Sweating blood over hardware-interface routines
In the 1980s, I obtained a number of consulting contracts to put the Vinten aerial photo camera and various other sensing devices into fixed-wing and helicopter aircraft. Along the way, I developed a computer-control system for the cameras that would adjust the trigger interval to obtain the desired overlap from frame to frame. It used a Commodore 64 with modified video-overlay circuitry.
One of these jobs was for a government agency in Edmonton, AB, Canada. There was a lot to do. The cameras and sensors went into a pod on the bottom of a Jet-Ranger helicopter. A rack of control equipment mounted on seat rails in the cockpit. The entire system was dual-powered from 117V-ac or large gel-cell batteries.
The system came together in the workshop just days before we were due to ship it.
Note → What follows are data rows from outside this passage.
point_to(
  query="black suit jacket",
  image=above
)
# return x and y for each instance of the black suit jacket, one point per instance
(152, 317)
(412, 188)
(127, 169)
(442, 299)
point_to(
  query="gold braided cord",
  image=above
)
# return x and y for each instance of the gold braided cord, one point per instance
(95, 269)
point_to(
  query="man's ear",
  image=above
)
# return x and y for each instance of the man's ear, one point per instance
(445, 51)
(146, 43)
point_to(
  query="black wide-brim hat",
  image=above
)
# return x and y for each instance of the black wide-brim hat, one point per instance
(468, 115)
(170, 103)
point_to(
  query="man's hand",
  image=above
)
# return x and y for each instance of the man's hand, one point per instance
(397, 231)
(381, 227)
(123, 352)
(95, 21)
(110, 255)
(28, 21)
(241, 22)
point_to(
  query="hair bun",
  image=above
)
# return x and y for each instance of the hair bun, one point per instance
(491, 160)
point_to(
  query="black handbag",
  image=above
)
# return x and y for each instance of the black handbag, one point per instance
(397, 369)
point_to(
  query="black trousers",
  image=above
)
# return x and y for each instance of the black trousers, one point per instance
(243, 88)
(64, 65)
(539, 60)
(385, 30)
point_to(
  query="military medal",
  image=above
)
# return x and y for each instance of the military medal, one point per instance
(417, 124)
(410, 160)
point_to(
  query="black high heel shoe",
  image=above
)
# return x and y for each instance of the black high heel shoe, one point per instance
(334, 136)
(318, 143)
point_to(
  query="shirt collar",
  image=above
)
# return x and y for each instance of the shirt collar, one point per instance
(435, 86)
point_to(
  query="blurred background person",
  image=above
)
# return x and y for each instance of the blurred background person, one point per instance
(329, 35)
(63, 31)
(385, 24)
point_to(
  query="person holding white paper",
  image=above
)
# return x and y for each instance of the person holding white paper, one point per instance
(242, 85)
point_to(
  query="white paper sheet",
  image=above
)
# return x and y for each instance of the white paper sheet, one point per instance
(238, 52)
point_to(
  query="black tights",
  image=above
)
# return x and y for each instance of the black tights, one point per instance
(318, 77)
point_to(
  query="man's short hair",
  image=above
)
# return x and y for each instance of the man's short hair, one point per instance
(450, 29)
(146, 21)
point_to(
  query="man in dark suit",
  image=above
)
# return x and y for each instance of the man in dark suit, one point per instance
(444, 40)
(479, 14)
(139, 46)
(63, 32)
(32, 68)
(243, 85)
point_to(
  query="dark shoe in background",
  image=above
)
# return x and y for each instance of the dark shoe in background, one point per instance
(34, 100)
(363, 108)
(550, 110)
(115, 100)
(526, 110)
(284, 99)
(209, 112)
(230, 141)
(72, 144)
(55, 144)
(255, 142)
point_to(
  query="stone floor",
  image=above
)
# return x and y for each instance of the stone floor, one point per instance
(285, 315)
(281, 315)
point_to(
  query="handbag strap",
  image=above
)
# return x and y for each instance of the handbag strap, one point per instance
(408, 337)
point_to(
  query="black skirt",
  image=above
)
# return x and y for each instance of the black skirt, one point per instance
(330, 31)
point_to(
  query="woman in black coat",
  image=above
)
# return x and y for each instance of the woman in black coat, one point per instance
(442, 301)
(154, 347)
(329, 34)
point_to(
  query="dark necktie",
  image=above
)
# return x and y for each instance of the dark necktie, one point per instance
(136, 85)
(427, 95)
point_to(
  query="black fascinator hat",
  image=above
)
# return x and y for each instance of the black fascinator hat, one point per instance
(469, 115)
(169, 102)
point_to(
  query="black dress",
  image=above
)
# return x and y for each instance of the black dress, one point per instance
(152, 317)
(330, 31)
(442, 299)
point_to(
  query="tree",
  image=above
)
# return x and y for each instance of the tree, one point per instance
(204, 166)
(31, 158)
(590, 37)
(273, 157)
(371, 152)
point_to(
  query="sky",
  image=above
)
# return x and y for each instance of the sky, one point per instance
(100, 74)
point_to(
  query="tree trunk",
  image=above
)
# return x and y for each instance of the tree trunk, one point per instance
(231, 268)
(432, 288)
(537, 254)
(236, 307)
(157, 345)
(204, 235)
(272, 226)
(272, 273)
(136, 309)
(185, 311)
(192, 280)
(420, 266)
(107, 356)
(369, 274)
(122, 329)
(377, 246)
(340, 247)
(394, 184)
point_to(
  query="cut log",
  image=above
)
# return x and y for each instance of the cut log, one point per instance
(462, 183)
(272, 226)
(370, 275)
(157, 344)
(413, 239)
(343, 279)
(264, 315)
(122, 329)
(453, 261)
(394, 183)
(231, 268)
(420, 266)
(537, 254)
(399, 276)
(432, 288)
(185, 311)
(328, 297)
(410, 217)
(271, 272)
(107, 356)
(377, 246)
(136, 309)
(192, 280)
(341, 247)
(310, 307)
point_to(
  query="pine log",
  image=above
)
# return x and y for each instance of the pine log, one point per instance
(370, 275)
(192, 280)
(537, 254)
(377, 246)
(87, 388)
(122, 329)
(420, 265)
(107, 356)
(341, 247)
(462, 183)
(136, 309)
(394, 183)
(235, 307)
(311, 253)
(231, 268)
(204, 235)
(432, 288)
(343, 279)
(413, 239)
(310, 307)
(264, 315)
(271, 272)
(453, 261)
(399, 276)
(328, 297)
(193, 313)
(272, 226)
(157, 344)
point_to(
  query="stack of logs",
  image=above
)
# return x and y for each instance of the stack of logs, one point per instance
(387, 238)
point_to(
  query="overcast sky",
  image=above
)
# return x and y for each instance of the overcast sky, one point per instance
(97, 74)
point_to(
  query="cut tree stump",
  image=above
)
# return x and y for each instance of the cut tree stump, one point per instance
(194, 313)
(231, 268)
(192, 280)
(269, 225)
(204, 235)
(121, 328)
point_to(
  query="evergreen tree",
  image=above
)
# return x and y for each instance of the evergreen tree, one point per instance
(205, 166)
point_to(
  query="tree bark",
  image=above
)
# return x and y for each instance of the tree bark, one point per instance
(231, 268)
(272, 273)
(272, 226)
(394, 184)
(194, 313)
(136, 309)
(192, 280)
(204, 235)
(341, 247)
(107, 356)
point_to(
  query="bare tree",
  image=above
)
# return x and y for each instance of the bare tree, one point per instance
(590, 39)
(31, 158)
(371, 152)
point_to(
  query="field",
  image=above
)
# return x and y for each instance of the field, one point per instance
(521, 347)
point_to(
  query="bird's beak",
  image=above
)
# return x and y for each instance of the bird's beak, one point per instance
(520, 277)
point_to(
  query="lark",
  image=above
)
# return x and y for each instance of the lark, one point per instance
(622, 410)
All the subsystems worked correctly, so we moved on to operating the complete system. It ran flawlessly for an hour or so, the cameras triggering correctly every few seconds. Then, in one of those heart-stopping moments that every engineer has experienced, an anomaly: The cameras fired off a burst of frames at high speed and then returned to the original interval.
The Vinten camera draws 20A for a few milliseconds every time it starts, so it's a major source of electrical noise. I had carefully designed the electronic interface between the computer and the cameras to minimize the effect but, I thought, maybe not carefully enough. The computer interface was an input/output shift-register pair attached to the parallel port. The shift-register parallel connections drove the camera relays, read back the radar altimeter, recorded video ground speed, and controlled other devices. I spent days peering into my scope, looking for noise spikes. Nothing showed. I installed various noise-control circuits, but the problem recurred at random.
Delivery was now late. The client insisted that the hardware appear in Edmonton. Reluctantly, I advised him of the problem—promising that I'd find it eventually—and shipped everything off. A week passed, and I still had no idea where to look.
The time came to fly to Edmonton. I packed every diagnostic tool I owned and headed out to the airport for a morning flight. Then, as we were watching the in-flight movie—Back to the Future—it came to me.
In Edmonton, the client was not happy. I sat down with the equipment, typed in two lines of assembly code, and held my breath. The system operated perfectly.
The problem: Two software routines were accessing the interface hardware. One routine, to read the ground speed, was part of the main loop. Another routine accessed the interface as part of the 60-Hz timing interrupt. Normally, these routines didn't get in each other's way. However, if the main-loop routine was reading the ground speed when a 60-Hz interrupt occurred, it would resume with corrupted ground-speed data, which then misadjusted the camera interval. The solution: Two instructions to disable the 60-Hz interrupt while reading ground speed.
This experience taught me that it's asking for trouble to access hardware from more than one point in the program. There should be a single interface routine that controls access to the hardware. Furthermore, it's important to realize that any section of the code can be interrupted and may corrupt the system state. To prevent this situation, you need to disable and enable interrupts or save additional state as part of the interrupt-service routine. This type of problem is nasty to debug, because it occurs at random intervals. So, you must properly engineer the system.
Testing and test equipment don't always help. As the saying goes, sometimes you have to think about it until little drops of blood appear on your forehead; then, it will come to you.